Dogstar, groupe de rock alternatif de Los Angeles avec Keanu Reeves à la basse, revient dans l’actu avec l’album All In Now, sorti le 29 mai 2026. Formé autour de Reeves, Robert Mailhouse et Bret Domrose, le trio traîne depuis les années 1990 une question simple : faut-il l’écouter pour ses chansons ou parce que Neo tient une basse ? La réponse est moins cruelle qu’on pourrait le croire. Mais elle n’est pas totalement tendre non plus.
Dogstar, le groupe de Keanu Reeves avant le gag facile
Dogstar naît au début des années 1990, à Los Angeles, dans cette zone floue où les groupes de rock se forment encore dans des garages, des studios de répétition et des conversations qui n’ont pas prévu de devenir une biographie. L’histoire commence avec Keanu Reeves et Robert Mailhouse, acteur et batteur, avant l’arrivée de Gregg Miller puis de Bret Domrose, qui devient la voix et la guitare du groupe. La formation connue aujourd’hui tient sur trois noms : Bret Domrose au chant et à la guitare, Robert Mailhouse à la batterie, Keanu Reeves à la basse et non chanteur. Il ne mène pas le groupe au micro. Il reste sur le côté, basse en main, silhouette longue, cheveux dans le visage, rôle presque modeste. Ce qui, évidemment, rend le phénomène plus drôle. Une star mondiale qui joue au bassiste discret, c’est déjà un petit scénario.
Dans les années 1990, Dogstar existe vraiment. Le groupe sort l’EP Quattro Formaggi en 1996, puis l’album Our Little Visionary la même année. Le disque est surtout distribué au Japon, détail qui dit déjà quelque chose de cette carrière : assez réelle pour tourner, assez étrange pour ne jamais entrer tout à fait dans le récit central du rock américain. En 2000, Dogstar publie Happy Ending, deuxième album, avant de s’arrêter au début des années 2000. Entre-temps, le groupe tourne, joue, attire les regards, souvent pour une mauvaise bonne raison. Keanu Reeves est là. Le public aussi.
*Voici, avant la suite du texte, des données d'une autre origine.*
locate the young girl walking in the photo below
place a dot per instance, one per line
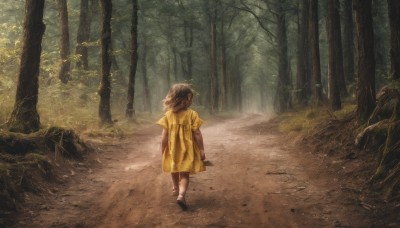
(182, 146)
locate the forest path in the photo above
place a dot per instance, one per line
(257, 179)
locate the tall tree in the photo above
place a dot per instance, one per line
(333, 70)
(224, 79)
(348, 41)
(282, 97)
(83, 35)
(130, 111)
(24, 117)
(366, 60)
(303, 57)
(143, 61)
(186, 55)
(105, 84)
(339, 50)
(213, 61)
(394, 18)
(63, 74)
(315, 55)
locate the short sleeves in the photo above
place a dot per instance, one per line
(196, 122)
(163, 122)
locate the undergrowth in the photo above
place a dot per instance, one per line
(304, 121)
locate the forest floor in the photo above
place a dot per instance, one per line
(256, 177)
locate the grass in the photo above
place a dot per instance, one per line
(305, 120)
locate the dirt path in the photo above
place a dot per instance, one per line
(257, 179)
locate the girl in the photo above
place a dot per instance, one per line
(182, 146)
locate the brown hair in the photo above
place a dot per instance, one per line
(178, 97)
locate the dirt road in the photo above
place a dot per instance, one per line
(257, 179)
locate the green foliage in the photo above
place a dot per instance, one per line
(307, 119)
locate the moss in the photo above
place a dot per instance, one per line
(4, 169)
(306, 120)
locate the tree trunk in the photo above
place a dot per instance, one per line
(189, 53)
(316, 85)
(105, 84)
(213, 63)
(175, 63)
(282, 98)
(303, 58)
(339, 50)
(83, 35)
(348, 41)
(147, 95)
(224, 99)
(237, 85)
(333, 74)
(63, 75)
(394, 18)
(130, 111)
(366, 61)
(24, 117)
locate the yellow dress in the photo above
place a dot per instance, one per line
(182, 153)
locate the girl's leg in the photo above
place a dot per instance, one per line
(184, 183)
(175, 182)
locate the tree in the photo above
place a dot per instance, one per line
(366, 61)
(64, 42)
(333, 69)
(348, 41)
(315, 55)
(130, 111)
(186, 55)
(224, 79)
(143, 61)
(105, 84)
(24, 117)
(213, 60)
(282, 97)
(83, 35)
(303, 57)
(339, 51)
(394, 18)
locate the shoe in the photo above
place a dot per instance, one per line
(181, 202)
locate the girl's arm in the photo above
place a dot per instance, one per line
(164, 140)
(198, 138)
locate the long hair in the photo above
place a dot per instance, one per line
(178, 97)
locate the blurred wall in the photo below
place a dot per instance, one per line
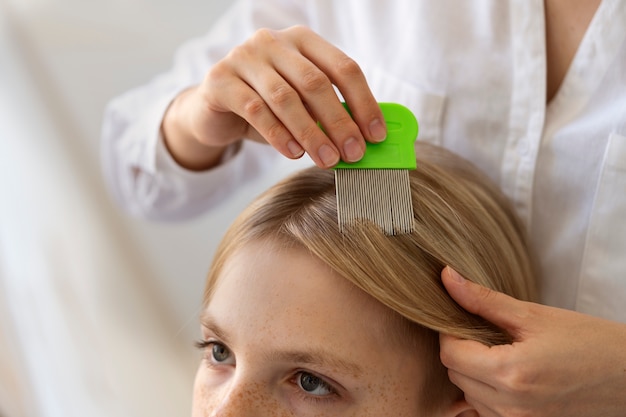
(97, 309)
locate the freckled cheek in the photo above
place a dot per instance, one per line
(209, 397)
(394, 397)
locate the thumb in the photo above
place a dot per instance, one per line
(498, 308)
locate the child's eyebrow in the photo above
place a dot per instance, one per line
(314, 356)
(317, 358)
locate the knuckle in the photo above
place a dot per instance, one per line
(347, 67)
(314, 81)
(308, 135)
(516, 380)
(339, 123)
(282, 95)
(297, 30)
(263, 36)
(276, 133)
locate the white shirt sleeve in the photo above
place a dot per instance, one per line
(140, 173)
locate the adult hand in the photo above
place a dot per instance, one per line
(561, 363)
(275, 87)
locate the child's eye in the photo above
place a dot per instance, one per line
(313, 385)
(216, 353)
(220, 352)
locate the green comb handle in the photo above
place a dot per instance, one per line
(397, 151)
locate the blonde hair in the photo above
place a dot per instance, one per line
(460, 219)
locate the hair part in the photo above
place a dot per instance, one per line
(460, 219)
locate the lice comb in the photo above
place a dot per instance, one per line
(377, 187)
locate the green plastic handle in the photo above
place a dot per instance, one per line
(397, 151)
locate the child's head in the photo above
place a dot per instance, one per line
(303, 320)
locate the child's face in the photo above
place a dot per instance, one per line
(286, 336)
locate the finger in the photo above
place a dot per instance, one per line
(316, 90)
(346, 74)
(498, 308)
(276, 111)
(246, 103)
(470, 358)
(286, 105)
(477, 394)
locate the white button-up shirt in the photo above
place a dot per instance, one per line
(474, 74)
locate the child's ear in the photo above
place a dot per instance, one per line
(460, 408)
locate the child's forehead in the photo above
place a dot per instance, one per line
(274, 278)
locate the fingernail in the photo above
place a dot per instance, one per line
(295, 149)
(328, 155)
(455, 276)
(378, 132)
(353, 150)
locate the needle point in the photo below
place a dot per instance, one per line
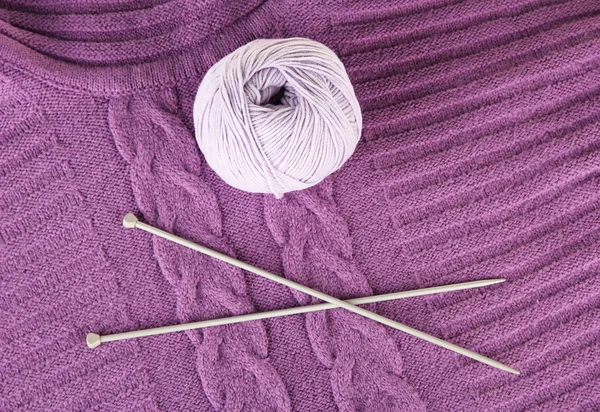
(93, 340)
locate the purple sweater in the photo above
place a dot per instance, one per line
(480, 158)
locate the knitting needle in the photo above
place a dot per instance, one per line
(130, 221)
(94, 340)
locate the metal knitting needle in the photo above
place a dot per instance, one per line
(94, 340)
(130, 221)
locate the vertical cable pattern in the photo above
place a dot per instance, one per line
(365, 363)
(167, 181)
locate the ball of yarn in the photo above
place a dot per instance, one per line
(277, 115)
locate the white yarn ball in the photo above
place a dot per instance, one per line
(277, 115)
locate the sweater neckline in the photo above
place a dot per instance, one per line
(162, 45)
La musique doit ensuite se débrouiller avec cette lumière trop forte. C’est rarement confortable pour un groupe moyen. C’est parfois pire pour un groupe honnête.
Dogstar et Keanu Reeves : une discographie plus sérieuse que son image
Le retour de Dogstar se fait sans grand discours héroïque. Le groupe recommence à jouer ensemble, puis annonce son retour au début des années 2020. En mai 2023, Dogstar remonte sur scène au festival BottleRock Napa Valley, en Californie, pour son premier concert public depuis plus de vingt ans. Ce n’est pas une petite salle humide avec trois amis devant la scène. C’est un festival, des téléphones levés, des gens venus voir Keanu Reeves respirer le même air qu’eux. Le groupe joue d’anciens morceaux et de nouvelles chansons. Quelques mois plus tard, il publie Somewhere Between the Power Lines and Palm Trees, sorti le 6 octobre 2023. Le disque est produit par Dave Trumfio et marque le vrai retour discographique du trio après Happy Ending. Le titre est long, presque trop long. On sent déjà le palmier, le câble électrique et le comité de relecture qui a renoncé.
Musicalement, Dogstar reste dans un rock alternatif. Guitares franches, batterie droite, basse fonctionnelle, chant de Bret Domrose posé au centre. Le groupe ne cherche pas à réinventer la musique, ni à refaire la grande messe grunge. Il avance plutôt dans une zone post-90s, entre rock mélodique, college rock tardif et énergie de groupe de scène. Somewhere Between the Power Lines and Palm Trees a surtout une qualité : il ne sonne pas comme une blague. Il n’a pas non plus le poids d’un disque indispensable. On entend un groupe qui a plaisir à rejouer ensemble, pas une révélation cachée depuis vingt-trois ans. Ce n’est déjà pas rien. Mais nous sommes loin de American Football. Beaucoup de retours de groupes célèbres font moins bien avec plus de moyens et… plus de poses.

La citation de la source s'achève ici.